Mélina Robert-Michon : J’ai coupé une petite semaine pour récupérer et profiter de mes proches. Ensuite, j’ai repris l’entraînement dans le but de bien finir cette saison, sachant que le Meeting de Paris est important pour moi car nous allons enfin retrouver du public. Cela faisait longtemps que j’attendais cela, d’autant plus en France. Cela me tenait à cœur et j’aurais presque l’impression de retrouver une vie normale sur ce meeting.

Quel est votre état d’esprit sur ce Meeting de Paris ?
J’ai envie de voir ce que je suis capable de faire. Je sais que j’étais capable de faire mieux à Tokyo mais cela ne s’est pas passé comme je l’aurais voulu. Avec mon staff, nous avons déjà commencé à analyser cet échec, pour essayer d’en comprendre les raisons. À Paris, j’ai envie de retrouver du plaisir en lançant. Cela a été une année très compliquée parce qu’il a fallu tout le temps s’adapter. Pour une année olympique, c’était très particulier et le report n’a rien arrangé. Donc vraiment, là, j’ai envie de retrouver du plaisir et d’être moins dans la contrainte comme cela a été le cas tout au long de cette année.

Qu’est-ce qui n’a pas marché à Tokyo ?
Techniquement, il m’a manqué des stages, notamment en janvier et en avril au soleil, qui me permettent de pouvoir lancer dans des conditions très bonnes. Ces stages me permettent aussi de multiplier les jets à haute intensité, ce que je n’ai pas pu faire, aussi bien en raison du Covid que de la météo qui ne m’a pas gâtée. J’ai fait beaucoup de séances dans le filet. J’ai manqué de stabilité et de répétition pour pouvoir être vraiment hyper sereine sur ma technique. Cela s’est ressenti, encore plus aux Jeux où il y a naturellement beaucoup de pression, de tension. Ma préparation n’a pas été suffisante pour que tout soit bien en place à Tokyo. Et il m’a aussi manqué quelques compétitions sans doute.
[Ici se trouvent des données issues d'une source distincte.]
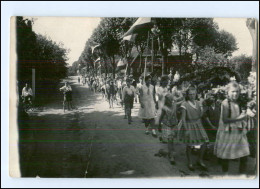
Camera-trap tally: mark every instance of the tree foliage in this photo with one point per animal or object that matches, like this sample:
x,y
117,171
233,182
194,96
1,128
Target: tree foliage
x,y
47,57
192,36
242,65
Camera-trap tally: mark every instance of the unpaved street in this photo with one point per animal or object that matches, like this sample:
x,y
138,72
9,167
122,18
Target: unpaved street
x,y
94,141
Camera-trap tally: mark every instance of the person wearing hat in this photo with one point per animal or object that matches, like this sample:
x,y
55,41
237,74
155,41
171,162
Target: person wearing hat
x,y
111,92
147,109
128,98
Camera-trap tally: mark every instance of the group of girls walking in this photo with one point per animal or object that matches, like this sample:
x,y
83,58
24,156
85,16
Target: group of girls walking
x,y
177,118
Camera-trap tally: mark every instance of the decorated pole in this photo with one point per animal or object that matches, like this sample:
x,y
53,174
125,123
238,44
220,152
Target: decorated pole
x,y
252,27
146,55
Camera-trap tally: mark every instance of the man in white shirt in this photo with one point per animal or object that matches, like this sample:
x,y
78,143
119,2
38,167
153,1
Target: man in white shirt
x,y
67,91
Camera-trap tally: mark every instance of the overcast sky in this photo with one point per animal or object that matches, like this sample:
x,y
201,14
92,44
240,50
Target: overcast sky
x,y
73,32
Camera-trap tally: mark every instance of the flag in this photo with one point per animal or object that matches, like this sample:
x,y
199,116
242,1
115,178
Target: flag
x,y
98,60
94,47
121,64
130,37
140,24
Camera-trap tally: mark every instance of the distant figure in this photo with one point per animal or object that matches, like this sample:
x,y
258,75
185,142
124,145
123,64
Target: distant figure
x,y
176,77
147,109
67,91
128,98
111,92
27,94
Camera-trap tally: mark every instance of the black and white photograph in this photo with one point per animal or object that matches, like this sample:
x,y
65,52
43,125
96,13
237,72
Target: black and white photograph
x,y
129,94
136,97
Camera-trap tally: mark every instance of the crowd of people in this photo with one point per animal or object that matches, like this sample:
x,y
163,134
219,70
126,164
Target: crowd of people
x,y
187,115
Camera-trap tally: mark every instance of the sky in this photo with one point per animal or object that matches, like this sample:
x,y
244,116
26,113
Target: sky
x,y
73,32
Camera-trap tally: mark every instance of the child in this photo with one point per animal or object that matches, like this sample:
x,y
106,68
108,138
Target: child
x,y
168,118
231,143
128,98
193,133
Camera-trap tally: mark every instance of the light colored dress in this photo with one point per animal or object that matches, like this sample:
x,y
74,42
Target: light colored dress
x,y
147,98
128,96
161,93
197,134
169,122
231,142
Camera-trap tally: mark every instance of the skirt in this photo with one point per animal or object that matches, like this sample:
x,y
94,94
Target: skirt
x,y
169,132
231,144
129,101
68,96
196,136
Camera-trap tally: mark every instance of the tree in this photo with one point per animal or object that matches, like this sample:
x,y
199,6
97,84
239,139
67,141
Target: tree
x,y
47,57
225,43
242,65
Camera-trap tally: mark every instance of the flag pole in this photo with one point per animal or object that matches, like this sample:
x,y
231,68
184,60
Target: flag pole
x,y
146,55
126,69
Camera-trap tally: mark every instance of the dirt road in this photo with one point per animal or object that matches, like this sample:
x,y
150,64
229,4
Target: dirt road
x,y
95,141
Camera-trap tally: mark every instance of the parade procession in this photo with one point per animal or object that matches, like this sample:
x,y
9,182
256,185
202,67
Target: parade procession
x,y
147,97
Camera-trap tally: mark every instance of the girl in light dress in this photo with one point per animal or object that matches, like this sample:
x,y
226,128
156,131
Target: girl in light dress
x,y
147,110
128,96
192,132
231,141
161,92
169,120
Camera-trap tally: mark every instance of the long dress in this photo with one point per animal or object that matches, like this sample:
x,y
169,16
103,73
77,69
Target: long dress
x,y
128,96
161,93
148,112
231,142
169,120
197,134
A quel niveau de performance pensez-vous vous situer à Paris ?
J’espère faire beaucoup mieux qu’à Tokyo, c’est une certitude. Il me faut cette compétition à Paris pour voir où j’en suis. J’aimerais faire une performance à 62-63 mètres, ce qui serait pas mal.

Quel sera votre programme après Paris ?
Le 1er septembre je serai à Bruxelles aussi pour marquer suffisamment de points et être qualifiée pour la finale de la Diamond League à Zurich. Mais ce sera compliqué vu que je n’ai pas pu faire les deux premières compétitions de la saison, donc je pars avec pas mal de points de retard et il faudra que je sois très performante à Paris et Bruxelles pour me qualifier.

Sans vouloir vous pousser vers la retraite, combien d’années pensez-vous encore avoir devant vous ?
Il y a une chose qui me donne envie de continuer au moins pour trois ans, ce sont les Jeux à Paris en 2024. L’occasion de vivre un événement pareil à domicile, c’est exceptionnel pour un athlète dans une carrière. Si les Jeux n’avaient pas lieu à Paris, ma réponse serait sans doute très différente. Mais là, je ne me vois pas ne pas essayer au moins de vivre cette aventure-là. Surtout que les Jeux olympiques ont toujours guidé ma carrière. D’imaginer que tous mes proches puissent être là, en tribunes, pour me soutenir, ce serait formidable. C’est vraiment une motivation importante et c’est une occasion de montrer que l’âge n’est pas rédhibitoire, à partir du moment où l’on travaille sérieusement, qu’on est bien entouré, qu’on prend soin de son corps. C’est un combat supplémentaire que je veux mener.